# What You'll Need:
→ Meat
01 - 1.5 lbs boneless chicken thighs or duck, cut into large pieces
02 - 0.5 tsp salt
03 - 0.5 tsp black pepper
→ Base & Aromatics
04 - 2 tbsp vegetable oil
05 - 1 large onion, finely chopped
→ Sauce
06 - 2 cups walnuts, finely ground
07 - 2 cups pomegranate molasses
08 - 2 cups water
09 - 2 tbsp sugar, adjust to taste
10 - 0.5 tsp ground cinnamon
11 - 0.25 tsp ground turmeric
12 - 0.25 tsp ground cardamom (optional)
→ Garnish
13 - Pomegranate seeds (optional)
14 - Chopped fresh parsley (optional)
# How To Make It:
01 - Season the chicken or duck pieces with salt and black pepper.
02 - Heat vegetable oil in a large heavy-bottomed pot over medium heat. Add finely chopped onions and cook, stirring occasionally, until golden brown, about 8 to 10 minutes.
03 - Add the seasoned meat to the pot and brown on all sides, approximately 5 to 7 minutes.
04 - Stir in the ground walnuts and cook for 2 to 3 minutes, stirring constantly to prevent burning.
05 - Pour in pomegranate molasses, water, sugar, ground cinnamon, turmeric, and cardamom if using.
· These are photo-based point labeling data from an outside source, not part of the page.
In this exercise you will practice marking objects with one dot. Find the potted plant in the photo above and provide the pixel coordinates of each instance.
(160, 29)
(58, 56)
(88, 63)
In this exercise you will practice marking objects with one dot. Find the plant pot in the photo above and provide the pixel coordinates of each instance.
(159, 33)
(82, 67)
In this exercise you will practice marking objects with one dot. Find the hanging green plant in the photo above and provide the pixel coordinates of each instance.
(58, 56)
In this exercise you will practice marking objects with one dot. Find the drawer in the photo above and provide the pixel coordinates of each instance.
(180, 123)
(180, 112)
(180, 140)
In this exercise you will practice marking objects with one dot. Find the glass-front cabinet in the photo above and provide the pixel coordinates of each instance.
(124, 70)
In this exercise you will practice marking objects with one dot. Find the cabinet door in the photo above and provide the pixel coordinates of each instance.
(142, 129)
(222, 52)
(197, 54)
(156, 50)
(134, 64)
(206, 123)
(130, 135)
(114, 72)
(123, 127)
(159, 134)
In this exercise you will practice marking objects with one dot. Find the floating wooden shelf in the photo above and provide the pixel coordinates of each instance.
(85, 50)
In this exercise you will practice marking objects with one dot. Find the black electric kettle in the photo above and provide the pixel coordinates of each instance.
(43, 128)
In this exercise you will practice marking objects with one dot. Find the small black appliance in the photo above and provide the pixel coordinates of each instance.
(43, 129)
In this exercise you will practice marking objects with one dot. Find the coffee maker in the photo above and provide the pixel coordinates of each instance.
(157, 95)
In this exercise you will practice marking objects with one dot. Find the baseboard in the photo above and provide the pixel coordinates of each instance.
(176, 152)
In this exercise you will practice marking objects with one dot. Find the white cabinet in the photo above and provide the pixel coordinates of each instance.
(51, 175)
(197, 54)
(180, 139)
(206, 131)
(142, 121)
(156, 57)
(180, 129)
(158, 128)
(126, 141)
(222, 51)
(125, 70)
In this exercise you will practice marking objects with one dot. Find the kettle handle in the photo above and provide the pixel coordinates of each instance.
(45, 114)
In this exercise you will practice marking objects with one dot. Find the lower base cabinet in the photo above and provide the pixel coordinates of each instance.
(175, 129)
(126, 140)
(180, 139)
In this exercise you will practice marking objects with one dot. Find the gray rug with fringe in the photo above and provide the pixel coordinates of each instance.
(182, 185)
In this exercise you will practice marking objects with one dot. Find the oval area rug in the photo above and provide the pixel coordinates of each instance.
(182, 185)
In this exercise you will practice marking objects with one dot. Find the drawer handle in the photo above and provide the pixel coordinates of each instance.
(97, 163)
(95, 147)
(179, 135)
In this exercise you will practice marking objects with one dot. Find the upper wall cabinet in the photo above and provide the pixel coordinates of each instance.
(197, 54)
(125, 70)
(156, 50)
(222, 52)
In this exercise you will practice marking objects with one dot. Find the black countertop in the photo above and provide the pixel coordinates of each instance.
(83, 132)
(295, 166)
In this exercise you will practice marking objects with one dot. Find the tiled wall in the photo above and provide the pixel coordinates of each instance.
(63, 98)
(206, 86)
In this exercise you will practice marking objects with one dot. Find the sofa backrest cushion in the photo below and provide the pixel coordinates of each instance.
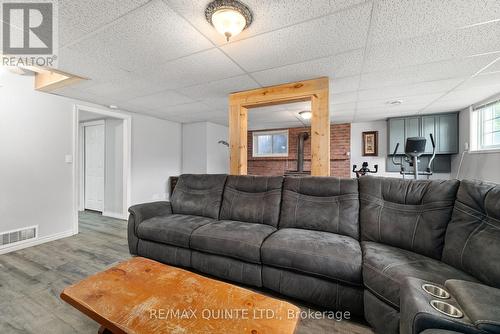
(472, 241)
(198, 195)
(409, 214)
(252, 199)
(326, 204)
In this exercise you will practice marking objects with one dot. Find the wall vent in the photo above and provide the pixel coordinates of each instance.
(18, 236)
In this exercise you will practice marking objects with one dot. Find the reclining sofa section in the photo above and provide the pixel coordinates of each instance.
(342, 244)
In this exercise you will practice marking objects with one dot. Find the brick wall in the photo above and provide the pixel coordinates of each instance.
(340, 163)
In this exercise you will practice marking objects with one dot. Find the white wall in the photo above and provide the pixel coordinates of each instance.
(480, 166)
(194, 152)
(201, 152)
(357, 130)
(113, 188)
(156, 155)
(36, 132)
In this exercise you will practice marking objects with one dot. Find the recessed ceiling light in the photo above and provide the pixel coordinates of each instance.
(229, 17)
(306, 114)
(395, 102)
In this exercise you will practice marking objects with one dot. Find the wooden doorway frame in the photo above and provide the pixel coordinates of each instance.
(315, 90)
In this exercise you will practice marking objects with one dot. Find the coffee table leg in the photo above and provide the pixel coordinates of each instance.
(104, 330)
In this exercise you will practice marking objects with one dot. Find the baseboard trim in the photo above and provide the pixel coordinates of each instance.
(37, 241)
(114, 215)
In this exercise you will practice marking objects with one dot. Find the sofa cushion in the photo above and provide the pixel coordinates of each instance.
(324, 254)
(172, 229)
(386, 267)
(198, 195)
(252, 199)
(326, 204)
(408, 214)
(472, 240)
(235, 239)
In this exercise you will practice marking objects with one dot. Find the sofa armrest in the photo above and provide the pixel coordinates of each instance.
(479, 301)
(140, 213)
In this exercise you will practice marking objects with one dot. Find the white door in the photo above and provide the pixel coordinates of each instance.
(94, 167)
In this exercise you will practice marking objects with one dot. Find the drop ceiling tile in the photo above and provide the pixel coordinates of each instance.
(330, 35)
(97, 70)
(161, 99)
(268, 15)
(494, 67)
(184, 110)
(455, 68)
(409, 103)
(397, 92)
(344, 85)
(78, 18)
(341, 65)
(212, 92)
(123, 91)
(396, 19)
(343, 98)
(433, 48)
(148, 37)
(486, 79)
(341, 108)
(199, 68)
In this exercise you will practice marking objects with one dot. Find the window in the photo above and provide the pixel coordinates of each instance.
(485, 131)
(270, 144)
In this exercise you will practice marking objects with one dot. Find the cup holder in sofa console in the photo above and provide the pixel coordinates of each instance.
(436, 291)
(446, 309)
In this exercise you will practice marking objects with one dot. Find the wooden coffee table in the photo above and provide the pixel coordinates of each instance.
(144, 296)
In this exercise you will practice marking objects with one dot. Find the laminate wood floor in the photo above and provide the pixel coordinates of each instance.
(32, 279)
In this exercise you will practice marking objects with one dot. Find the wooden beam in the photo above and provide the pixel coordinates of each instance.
(285, 93)
(49, 80)
(320, 135)
(316, 91)
(238, 127)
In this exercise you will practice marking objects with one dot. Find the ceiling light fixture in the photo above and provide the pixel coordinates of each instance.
(228, 17)
(306, 114)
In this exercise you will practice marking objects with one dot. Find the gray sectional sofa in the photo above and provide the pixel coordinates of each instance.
(342, 244)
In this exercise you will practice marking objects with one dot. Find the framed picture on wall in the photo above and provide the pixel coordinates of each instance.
(370, 143)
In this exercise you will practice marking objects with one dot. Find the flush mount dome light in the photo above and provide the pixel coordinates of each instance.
(229, 17)
(306, 114)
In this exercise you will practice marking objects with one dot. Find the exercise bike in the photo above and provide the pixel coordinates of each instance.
(414, 148)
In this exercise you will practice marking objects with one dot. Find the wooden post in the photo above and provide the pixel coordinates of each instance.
(316, 91)
(238, 127)
(320, 135)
Mix thoroughly to combine.
06 - Bring to a gentle boil, then reduce the heat to low. Cover and simmer for 1 hour, stirring occasionally.
07 - Remove the lid and continue to simmer for an additional 30 minutes, stirring frequently until the sauce thickens and oil rises to the surface. Adjust seasoning and sweetness as needed.
08 - Serve hot, garnished with pomegranate seeds and chopped parsley if desired, accompanied by steamed basmati rice.